The actual fact of an almost static figure for inequality over the last three decades hasn’t stopped commentators talking about it like a house on fire – which, as today’s report on inequality by the NZ Initiative makes clear (from which the above graph comes), may be the appropriate expression. Because, say the report’s authors, while
it is difficult to make sense of the increasing public concern with inequality if we look only to income or wealth statistics, there is a massive inequality concern that is rightly troubling many New Zealanders: housing.
In short, New Zealand’s ‘inequality crisis’ is really a housing crisis.
Inequality after housing costs is significantly higher than before housing costs. While incomes have risen for high and low earners, the rising cost of housing especially hits the poor.
Whereas the gains in rising housing prices are captured by those who aren’t. Primarily, by those who bought early and have borrowed the most.
The graph below shows the differential effect of rising housing outgoing-to-income ratios (OTIs) across income quintiles (where quintile 1 is poorest and 5 is richest). The proportion of households with OTIs greater than 30% rose markedly between 1998 and 2015 for each of the bottom three quintiles. In contrast, it was the same in 2015 as in 1998 for the top quintile.
Source: Bryan Perry, "Household Incomes In New Zealand: Trends In Indicators of Inequality and Hardship 1982 to 2015," (Wellington: Ministry of Social Development, 2016), Table C.3, 55: Proportion of Households with Housing Cost OTIs greater than 30%, By Income Quintile.
one of the problems with the concept of “economic inequality” is that it lumps together two fundamentally different things: inequality that reflects differences in productive achievement and inequality that reflects some people’s ability to gain unearned wealth. Package-deals like this lay the groundwork for injustice.
The Cantillon Effect decribes the process by which “an expansionary monetary policy constitutes a transfer of purchasing power away from those who hold old money to whoever gets new money.”
But who are the first receivers of the new money in our fiat money system? Those who want to benefit from the new money must receive it where it is produced, namely in the banking system in form of a loan. And in order to get a loan from a bank it is helpful to be rich.
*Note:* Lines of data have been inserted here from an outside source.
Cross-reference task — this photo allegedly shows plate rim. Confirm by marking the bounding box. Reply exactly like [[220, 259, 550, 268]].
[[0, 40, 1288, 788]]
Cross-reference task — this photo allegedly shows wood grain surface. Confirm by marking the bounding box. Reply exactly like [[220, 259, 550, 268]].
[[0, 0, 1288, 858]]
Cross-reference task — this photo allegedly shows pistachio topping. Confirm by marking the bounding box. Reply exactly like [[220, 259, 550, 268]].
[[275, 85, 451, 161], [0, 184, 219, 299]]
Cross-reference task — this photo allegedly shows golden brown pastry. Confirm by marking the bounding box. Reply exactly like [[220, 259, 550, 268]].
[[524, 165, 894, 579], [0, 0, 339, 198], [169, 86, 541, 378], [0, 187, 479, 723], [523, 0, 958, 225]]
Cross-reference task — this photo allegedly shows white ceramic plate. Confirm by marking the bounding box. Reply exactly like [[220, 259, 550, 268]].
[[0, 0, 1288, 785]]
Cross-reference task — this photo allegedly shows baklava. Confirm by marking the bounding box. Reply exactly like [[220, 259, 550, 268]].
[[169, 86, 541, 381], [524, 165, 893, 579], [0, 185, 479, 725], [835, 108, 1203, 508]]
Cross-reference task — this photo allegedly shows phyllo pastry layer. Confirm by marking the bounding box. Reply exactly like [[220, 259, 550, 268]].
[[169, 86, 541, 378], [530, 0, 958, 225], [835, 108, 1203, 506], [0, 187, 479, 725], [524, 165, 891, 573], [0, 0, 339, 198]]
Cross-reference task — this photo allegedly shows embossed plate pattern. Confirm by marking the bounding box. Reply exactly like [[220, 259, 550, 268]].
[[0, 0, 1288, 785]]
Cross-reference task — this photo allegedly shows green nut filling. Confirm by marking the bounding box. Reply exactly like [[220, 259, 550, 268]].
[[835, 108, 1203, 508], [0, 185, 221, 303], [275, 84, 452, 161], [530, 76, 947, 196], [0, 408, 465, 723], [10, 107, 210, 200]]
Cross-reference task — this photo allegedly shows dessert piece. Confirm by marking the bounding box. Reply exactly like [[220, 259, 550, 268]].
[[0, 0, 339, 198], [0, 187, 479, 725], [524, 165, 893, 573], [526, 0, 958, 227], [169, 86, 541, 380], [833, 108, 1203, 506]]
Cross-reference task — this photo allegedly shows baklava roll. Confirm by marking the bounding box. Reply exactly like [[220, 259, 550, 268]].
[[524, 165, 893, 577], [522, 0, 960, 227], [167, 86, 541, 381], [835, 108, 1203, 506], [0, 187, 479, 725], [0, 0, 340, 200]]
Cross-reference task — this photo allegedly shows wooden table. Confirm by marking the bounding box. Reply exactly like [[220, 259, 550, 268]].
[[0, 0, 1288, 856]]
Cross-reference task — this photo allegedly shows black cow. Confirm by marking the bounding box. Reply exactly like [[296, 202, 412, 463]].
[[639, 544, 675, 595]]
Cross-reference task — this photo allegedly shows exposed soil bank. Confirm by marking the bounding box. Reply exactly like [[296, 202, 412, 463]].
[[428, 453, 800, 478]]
Rich people owning large amounts of assets such as stocks or real estate may pledge their stocks or real estate as a guarantee for new loans. They may then use these loans to acquire even more stocks and real estate that, in consequence, keep rising in value.
So in other words,
- where we have an inequality crisis at all, it is actually just another symptom of the housing crisis; and
- the prime beneficiaries of the housing crisis are the already-housed who are ready borrowers; and
- housing aside, the only place in which ‘inequality’ has exploded is in the times the commentariat has commented upon it.